Make the common case straightforward and natural. Avoid surprising behavior leading to frustration. Support beginners in graph theory on their journey. All this applies to the contributors too.
Offer simplicity as well as flexibility and strive for a good balance if in conflict. Do not close the door on potential extensions. Unleash the fantasies about all possible use cases and environments that we can support.
Use extensive fuzzing and property-based testing to increase confidence about correctness, because unit tests are not enough. Unsafe code is only the last resort.
Write the code with performance and memory efficiency in mind. Design the interfaces such that their implementations can be efficient or made so in the future. Incorporate parallel algorithms.
The following text is more like a vision than a description of the current state of being. Some of the concepts are implemented and under review ( 🔍 ) or under construction ( 🚧 ), while others are solely on a wish list ( 🔮 ).
- Problems instead of algorithms
- Builder pattern for algorithms
- Separation of graph storage and semantics
- Graph access and manipulation interface
- Fuzzing
- Statically guaranteed semantics
- Iteration over recursion
- Parallel algorithms
Users without much experience or knowledge in graph theory and algorithms may feel intimidated and overwhelmed when seeing a long list of all algorithms implemented by a library. It could be not obvious which algorithm should (or even can) be used to solve given problem at hand, and in order to find that out they need to consult the documentation or do their own research.
In gryf, the algorithms are organized into the problem they solve represented by
a single type ( 🔍 ).
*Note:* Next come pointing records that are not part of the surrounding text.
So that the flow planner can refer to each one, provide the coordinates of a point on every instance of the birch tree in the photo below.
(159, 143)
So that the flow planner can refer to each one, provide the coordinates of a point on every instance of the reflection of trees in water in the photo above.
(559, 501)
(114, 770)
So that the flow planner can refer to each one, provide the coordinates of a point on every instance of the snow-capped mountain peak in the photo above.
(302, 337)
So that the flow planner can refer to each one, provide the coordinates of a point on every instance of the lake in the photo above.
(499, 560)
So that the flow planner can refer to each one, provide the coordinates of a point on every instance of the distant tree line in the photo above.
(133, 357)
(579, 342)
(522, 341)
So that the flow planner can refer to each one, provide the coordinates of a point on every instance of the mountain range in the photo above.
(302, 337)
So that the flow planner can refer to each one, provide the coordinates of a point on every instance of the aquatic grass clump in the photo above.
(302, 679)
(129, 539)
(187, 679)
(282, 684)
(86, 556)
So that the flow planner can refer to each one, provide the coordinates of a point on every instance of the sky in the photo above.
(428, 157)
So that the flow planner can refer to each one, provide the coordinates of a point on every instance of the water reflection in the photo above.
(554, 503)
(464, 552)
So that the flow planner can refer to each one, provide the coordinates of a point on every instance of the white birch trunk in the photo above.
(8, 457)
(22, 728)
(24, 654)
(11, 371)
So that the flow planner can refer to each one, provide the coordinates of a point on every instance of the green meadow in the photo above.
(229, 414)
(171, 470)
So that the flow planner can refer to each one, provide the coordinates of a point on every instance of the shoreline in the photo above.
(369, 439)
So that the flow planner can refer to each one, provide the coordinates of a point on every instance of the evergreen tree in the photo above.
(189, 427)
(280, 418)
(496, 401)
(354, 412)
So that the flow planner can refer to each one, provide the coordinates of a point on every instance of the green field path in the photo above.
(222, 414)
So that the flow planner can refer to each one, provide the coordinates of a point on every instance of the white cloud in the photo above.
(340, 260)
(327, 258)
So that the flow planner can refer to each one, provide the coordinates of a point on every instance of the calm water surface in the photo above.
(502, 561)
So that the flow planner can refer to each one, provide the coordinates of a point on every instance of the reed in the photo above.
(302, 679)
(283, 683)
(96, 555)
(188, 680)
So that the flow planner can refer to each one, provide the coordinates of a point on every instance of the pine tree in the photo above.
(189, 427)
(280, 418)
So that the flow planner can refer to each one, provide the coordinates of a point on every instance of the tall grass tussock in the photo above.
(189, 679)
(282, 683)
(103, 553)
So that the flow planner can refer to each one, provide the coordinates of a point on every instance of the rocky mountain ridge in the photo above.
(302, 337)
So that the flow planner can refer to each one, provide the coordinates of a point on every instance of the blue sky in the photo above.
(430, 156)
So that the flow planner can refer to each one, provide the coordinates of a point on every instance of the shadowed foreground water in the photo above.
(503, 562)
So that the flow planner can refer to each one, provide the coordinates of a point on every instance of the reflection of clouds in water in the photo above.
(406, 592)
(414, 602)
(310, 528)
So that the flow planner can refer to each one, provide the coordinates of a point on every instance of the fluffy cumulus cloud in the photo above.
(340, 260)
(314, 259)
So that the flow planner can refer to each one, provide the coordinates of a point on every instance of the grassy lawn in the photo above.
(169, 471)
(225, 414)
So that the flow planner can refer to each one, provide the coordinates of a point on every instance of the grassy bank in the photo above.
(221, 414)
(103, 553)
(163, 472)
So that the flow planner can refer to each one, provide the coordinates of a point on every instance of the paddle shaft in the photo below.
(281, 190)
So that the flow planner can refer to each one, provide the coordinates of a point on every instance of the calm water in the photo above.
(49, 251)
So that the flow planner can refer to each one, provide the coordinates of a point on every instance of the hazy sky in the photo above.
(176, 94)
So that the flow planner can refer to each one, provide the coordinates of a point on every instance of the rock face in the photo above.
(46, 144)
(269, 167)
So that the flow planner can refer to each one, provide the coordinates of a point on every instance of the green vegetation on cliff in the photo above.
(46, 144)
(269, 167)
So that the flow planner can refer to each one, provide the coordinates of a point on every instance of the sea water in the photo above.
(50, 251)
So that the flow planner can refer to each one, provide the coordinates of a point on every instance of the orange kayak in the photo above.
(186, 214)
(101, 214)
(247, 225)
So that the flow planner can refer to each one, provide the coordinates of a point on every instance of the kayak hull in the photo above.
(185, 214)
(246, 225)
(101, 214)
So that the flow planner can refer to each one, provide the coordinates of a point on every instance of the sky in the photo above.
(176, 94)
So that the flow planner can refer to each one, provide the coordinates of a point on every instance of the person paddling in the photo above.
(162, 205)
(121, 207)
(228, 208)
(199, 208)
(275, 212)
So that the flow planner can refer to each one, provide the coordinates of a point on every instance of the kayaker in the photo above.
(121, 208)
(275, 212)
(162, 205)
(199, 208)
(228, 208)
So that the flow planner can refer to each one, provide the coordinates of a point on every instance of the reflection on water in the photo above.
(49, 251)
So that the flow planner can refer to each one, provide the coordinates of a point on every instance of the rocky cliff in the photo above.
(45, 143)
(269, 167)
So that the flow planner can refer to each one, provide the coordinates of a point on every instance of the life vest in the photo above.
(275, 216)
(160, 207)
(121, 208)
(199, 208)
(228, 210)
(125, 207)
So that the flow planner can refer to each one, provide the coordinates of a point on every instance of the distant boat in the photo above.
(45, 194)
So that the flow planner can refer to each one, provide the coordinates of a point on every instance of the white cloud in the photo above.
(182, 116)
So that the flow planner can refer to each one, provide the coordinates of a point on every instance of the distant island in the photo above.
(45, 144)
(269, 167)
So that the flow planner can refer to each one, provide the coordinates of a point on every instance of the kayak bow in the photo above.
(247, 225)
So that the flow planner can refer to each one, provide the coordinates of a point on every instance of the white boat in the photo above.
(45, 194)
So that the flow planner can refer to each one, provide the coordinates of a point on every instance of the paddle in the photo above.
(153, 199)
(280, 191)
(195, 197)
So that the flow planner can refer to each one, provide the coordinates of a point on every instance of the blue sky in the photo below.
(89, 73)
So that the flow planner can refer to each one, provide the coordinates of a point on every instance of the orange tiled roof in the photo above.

So instead of exposing dijkstra
and bellman_ford
functions, we have ShortestPaths
type. Unless explicitly specified, the actual
algorithm used is even chosen by the library given the properties of the graph.
For instance, dijkstra algorithm is preferred, especially if there is a goal
vertex, but bellman ford is chosen when the edge weight can be negative
(dijkstra requires non-negative weights). The user does not need to care about
these "details".
This brings benefits on all our goals. It is very convenient ( 🤝 ),
especially for a beginner, who does not (and should not) care about the actual
algorithm, as they only want a solution to their problem. Moreover, by getting a
value of specific type instead of a generic one such as Vec
or HashMap
, they
get an additional functionality (e.g., path reconstruction on shortest
paths or additional
queries like "is perfect?" on
matching), which would
need to be coded manually otherwise. For gryf development, the convenience lies
mainly in the opportunity to tweak internals of the algorithms and outputs
without breaking the public API.
This abstraction has also many nice consequences in regards of performance ( 🔥 ). First and foremost, there is an automatic algorithm selection, which makes the decision based on the dynamic properties (e.g., vertex or edge count) and static properties (e.g., graph being bipartite or connected, or edge weight guaranteed to be positive) of the graph ( 🔍 ). Second, implementations of new, faster algorithms can be started to be used under the hood so that the user gets better performance after update without any work on their side.
Nevertheless, it is still possible to choose a specific algorithm. Therefore, this organization does not prevent versatility ( 🔨 ). The reasons why enforcing an algorithm might be needed are these:
- The user knows for sure that the specific algorithm is the best option for their use case.
- The graph at hand lacks some features that are needed by the common entrypoint (which takes the union of requirements for the graph from all available algorithms), and the specific choice relaxes some of these constraints (enforced by traits).
- The specific algorithm provides an output that has richer API than the common entrypoint (which provides as much as each and every available algorithm can).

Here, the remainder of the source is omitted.